Over the last half decade or so, Russia’s state-sponsored hackers have distinguished themselves as the most active, aggressive, and disruptive teams of online aggressors in the world. They’ve meddled in elections, blacked out power grids, innovated devious new forms of espionage, hacked the Olympics, and unleashed the most destructive worm in history—a list that makes even China’s cyberspies look like tame clerical workers by comparison. Now two cybersecurity firms have created a new visual taxonomy to organize all that digital chaos—and in doing so, perhaps helped crystallize who the distinct players are within the Kremlin’s hacking forces.
Two Israeli companies, Check Point and Intezer, today released the results of a broad analysis of code that’s been previously attributed to Russian state-sponsored hacking operations. The two firms pulled 2,500 samples from the malware database VirusTotal and used Intezer’s automated tools to comb those specimens for code matches or similarities, filtering out false positives like reuse of open source components. The result is a kind of constellation chart for every known Russia state hacking group’s tool kit, showing clusters that likely represent independent groups. “The information has previously been really scattered. Now for the first time we have a one-stop shop for Russian APTs,” says Yaniv Balmas, Check Point’s head of cyber research, using the acronym for “advanced persistent threat,” an industry term for sophisticated state hackers. “You can look at this, and it’s all there.”
The map’s largest clusters of connected nodes show tightly interlinked tools used by familiar Russian hacker groups—from the hackers known as Sandworm (aka Telebots or BlackEnergy), which first rose to notoriety with blackout attacks on the Ukrainian power grid, to the Turla spying team that impressed researchers with tricks like bouncing its command-and-control connections through unwitting satellites. (In some cases, it’s worth nothing, different code samples are attributed to a group on the map based on reporting that’s not related to code overlaps, such as shared infrastructure—though those links are captured in the map’s key, not in its connected dots.)
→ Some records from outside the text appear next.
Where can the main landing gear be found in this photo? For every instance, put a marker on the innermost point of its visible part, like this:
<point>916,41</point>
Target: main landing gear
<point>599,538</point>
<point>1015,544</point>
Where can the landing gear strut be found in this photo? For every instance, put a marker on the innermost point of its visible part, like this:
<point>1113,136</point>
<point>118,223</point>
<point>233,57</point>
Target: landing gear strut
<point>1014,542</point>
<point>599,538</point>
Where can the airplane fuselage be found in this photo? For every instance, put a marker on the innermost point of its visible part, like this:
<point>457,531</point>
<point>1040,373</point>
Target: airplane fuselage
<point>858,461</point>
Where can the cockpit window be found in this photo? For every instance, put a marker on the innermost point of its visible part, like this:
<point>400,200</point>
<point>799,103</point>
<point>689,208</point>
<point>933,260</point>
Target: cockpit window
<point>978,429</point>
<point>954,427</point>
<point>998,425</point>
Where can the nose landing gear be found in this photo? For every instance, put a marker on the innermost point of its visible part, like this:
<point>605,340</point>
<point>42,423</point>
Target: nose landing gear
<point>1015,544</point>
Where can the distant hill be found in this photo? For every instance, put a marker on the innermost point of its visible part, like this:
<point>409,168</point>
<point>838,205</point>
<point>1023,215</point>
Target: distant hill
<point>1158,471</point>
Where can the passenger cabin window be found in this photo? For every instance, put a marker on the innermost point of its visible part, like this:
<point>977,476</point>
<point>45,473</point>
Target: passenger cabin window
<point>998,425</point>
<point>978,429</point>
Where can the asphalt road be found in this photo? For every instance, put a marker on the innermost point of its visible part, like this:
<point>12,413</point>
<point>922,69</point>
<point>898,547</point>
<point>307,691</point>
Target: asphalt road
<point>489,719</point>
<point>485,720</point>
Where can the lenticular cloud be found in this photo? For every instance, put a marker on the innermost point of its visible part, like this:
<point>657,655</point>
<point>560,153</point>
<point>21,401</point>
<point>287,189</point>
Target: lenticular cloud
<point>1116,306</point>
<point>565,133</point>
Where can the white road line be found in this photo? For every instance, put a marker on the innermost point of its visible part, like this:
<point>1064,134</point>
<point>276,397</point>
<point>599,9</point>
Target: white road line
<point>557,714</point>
The map also illustrates a few unexpected—or at least obscure—code connections between Russian hacking teams. It shows, for instance, that the Sandworm group behind BlackEnergy shared code in one instance with another group known as Energetic Bear or Dragonfly, named by Symantec in 2017 as the group responsible for penetrations of US power grid networks—though Check Point and Intezer admit that the matching code, first spotted by McAfee, may have come from a public source rather than actual collaboration. A tool called X-Agent, used by the Fancy Bear hackers best known for attacking the Democratic National Committee and the Clinton campaign, shared some code with another spy group known as Potao, known for espionage operations against Ukraine and other former Soviet-bloc neighbors. More notable, the map shows that both BlackEnergy and the malware of a group known as Cozy Bear or APT29 used code that came from a credential-stealing tool called LdPinch. That may come as a surprise, given that BlackEnergy has been pinned on the Russian military intelligence agency known as the GRU whereas Cozy Bear has been linked to the Russian foreign intelligence service, the SVR. Those two agencies have been known to act independently and even as rivals—such as when they were both discovered carrying out separate intrusions into the DNC’s network in 2016.
But more telling than those connections may be the relative lack of links between some distinct clusters of Russian hackers’ code, according to Balmas. It suggests that several Russian teams are building entire tool kits—from back doors and management tools to payloads—without any apparent collaboration. And that disconnect shows just how sprawling the Kremlin’s hacking operations are, he says. “I think the absence of connections can be interesting,” adds Balmas. “Rebuilding everything from the ground up takes a lot of time, effort, and resources. For me at least, that shows the huge amount of resources that Russia is willing to put into cyber offense.”
Those distinct operations also hint at the notoriously cutthroat competition between Russian intelligence services—a competition that often drives them to outdo one another in brazen acts of information-stealing, disruption, and sabotage as they vie for the Kremlin’s favor. Countries don’t build vast constellations of sophisticated, custom-made malware, after all, if they don’t intend to use them.